Fraunhofer IPMS:HiRes-Kamera auf Optatec Mehrere Detektoren - ein Objektiv - Multispektral

Mit der Multispektralkamera aufgenommenes Bild im sichtbaren und infraroten Spektralbereich.
Mit der Multispektralkamera aufgenommenes Bild im sichtbaren und infraroten Spektralbereich.

Das Fraunhofer-Institut IPMS hat eine hoch auflösende Kamera entwickelt, die mit mehreren Detektoren durch ein Objektiv deckungsgleiche Bilder für unterschiedliche Spektralbereiche erzeugt. Ein Prototyp wird auf der Optatec vom 7.-9. Juni in Frankfurt am Main vorgestellt.
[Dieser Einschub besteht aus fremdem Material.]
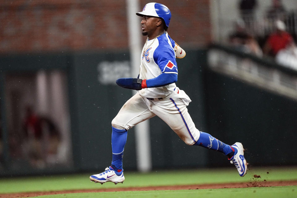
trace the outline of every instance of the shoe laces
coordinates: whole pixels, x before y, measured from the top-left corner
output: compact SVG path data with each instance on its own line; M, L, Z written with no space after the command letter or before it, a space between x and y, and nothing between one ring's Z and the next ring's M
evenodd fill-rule
M105 169L105 171L103 172L103 173L101 173L99 174L99 175L102 175L103 174L104 174L105 173L107 173L108 172L110 172L110 170L109 170L109 168L108 167L107 167Z
M230 163L231 164L233 164L235 165L235 167L236 168L239 168L239 166L238 165L238 164L237 163L237 162L236 161L236 160L235 159L235 158L230 161Z

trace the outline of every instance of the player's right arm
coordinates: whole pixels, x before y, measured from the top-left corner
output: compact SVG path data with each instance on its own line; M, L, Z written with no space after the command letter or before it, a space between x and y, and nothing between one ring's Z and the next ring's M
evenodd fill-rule
M186 52L177 43L173 40L169 35L168 35L168 37L170 40L170 42L171 43L171 45L174 50L174 52L175 53L175 56L178 58L182 58L186 56Z

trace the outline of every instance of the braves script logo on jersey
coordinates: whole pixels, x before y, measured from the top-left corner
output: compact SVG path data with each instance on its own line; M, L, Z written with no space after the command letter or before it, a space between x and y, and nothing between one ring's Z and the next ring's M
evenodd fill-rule
M148 58L148 55L149 54L149 51L151 50L151 49L152 49L151 47L150 47L149 48L148 48L147 50L146 50L146 51L145 51L145 53L144 53L144 56L142 57L142 59L143 60L143 58L144 57L145 57L145 60L146 61L146 62L149 62L149 58Z

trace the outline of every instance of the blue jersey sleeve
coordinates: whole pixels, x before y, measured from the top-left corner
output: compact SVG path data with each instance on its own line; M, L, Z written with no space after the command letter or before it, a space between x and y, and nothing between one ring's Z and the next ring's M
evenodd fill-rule
M177 64L174 50L166 40L159 41L154 53L154 60L162 73L178 74Z

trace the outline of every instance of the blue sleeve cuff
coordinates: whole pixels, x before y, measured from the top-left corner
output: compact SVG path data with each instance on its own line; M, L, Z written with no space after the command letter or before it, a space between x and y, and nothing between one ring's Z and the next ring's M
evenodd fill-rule
M154 78L147 79L148 88L160 87L177 81L177 74L175 73L162 73Z

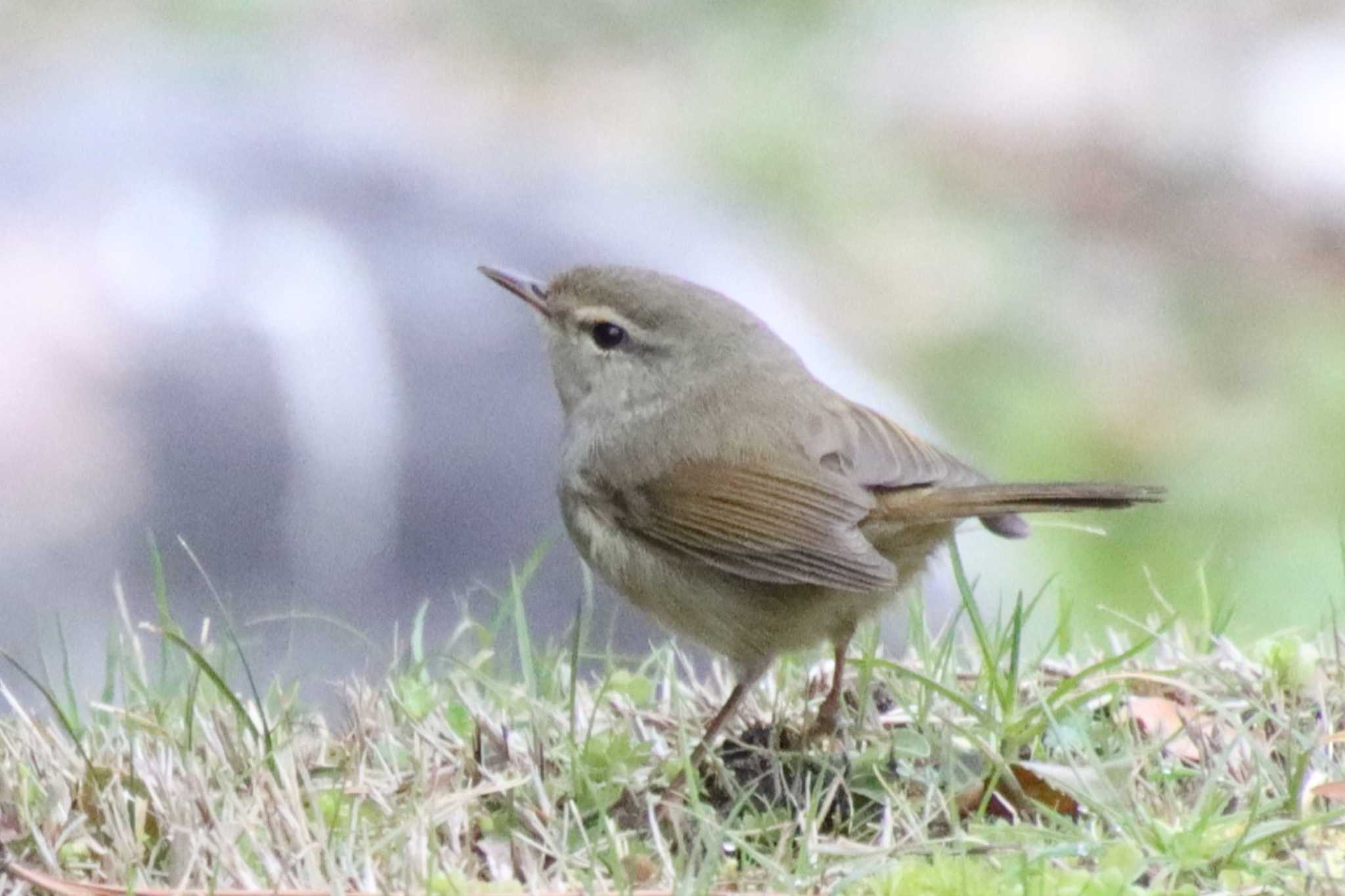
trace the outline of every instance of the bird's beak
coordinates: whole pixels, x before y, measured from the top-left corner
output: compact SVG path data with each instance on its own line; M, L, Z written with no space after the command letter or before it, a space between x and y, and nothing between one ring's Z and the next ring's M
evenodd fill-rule
M494 267L487 267L486 265L479 265L476 270L482 271L492 281L514 293L525 302L535 308L542 313L542 317L550 317L551 309L546 306L546 286L537 282L531 277L522 277L519 274L506 274L502 270Z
Notwendigkeit von breitbandigen, spektralen Bildinformationen

In der Sicherheitstechnik (z. B. zur Überwachung von Flughäfen, Tunneln oder Bahnhöfen), Automobiltechnik (z. B. bei Fahrerassistenzsystemen), Fernerkundung, Umweltanalytik, industriellen Messtechnik und Medizintechnik sind spektrale breitbandige Bildinformationen nicht nur wünschenswert, sondern notwendig. Neben dem sichtbaren Spektralbereich ist v. a. der IR-Bereich von Interesse. Der infrarote Spektralbereich bietet Bildinformationen, die im sichtbaren Licht unzugänglich sind - für Anwendungen in der Gebäudetechnik, Feldüberwachung oder Qualitätsprüfung von Elektronikprodukten aber nützlich sind.

Kameras mit mehreren Optiken für unterschiedliche Spektralbereiche

Derzeit auf dem Markt erhältliche Kameras verwenden für die unterschiedlichen Spektralbereiche jeweils angepasste Optiken, Materialien und Komponenten. Für Objektive im infraroten Spektralbereich können beispielsweise keine herkömmlichen Gläser verwendet werden, da diese im IR nicht transparent sind. Häufig werden Linsen aus Halbleitermaterialien verwendet. Eine Bildaufnahme mit mehreren Kameras aus unterschiedlichen Richtungen erzeugt stets Parallaxe. Als Parallaxe wird das Phänomen einer scheinbaren Positionsänderung eines Objektes beschrieben, das der Beobachter empfindet, wenn er seine eigene Position verändert. Beim Auftreten der Parallaxe ist eine aufwändige Nachbearbeitung der Bilddaten erforderlich.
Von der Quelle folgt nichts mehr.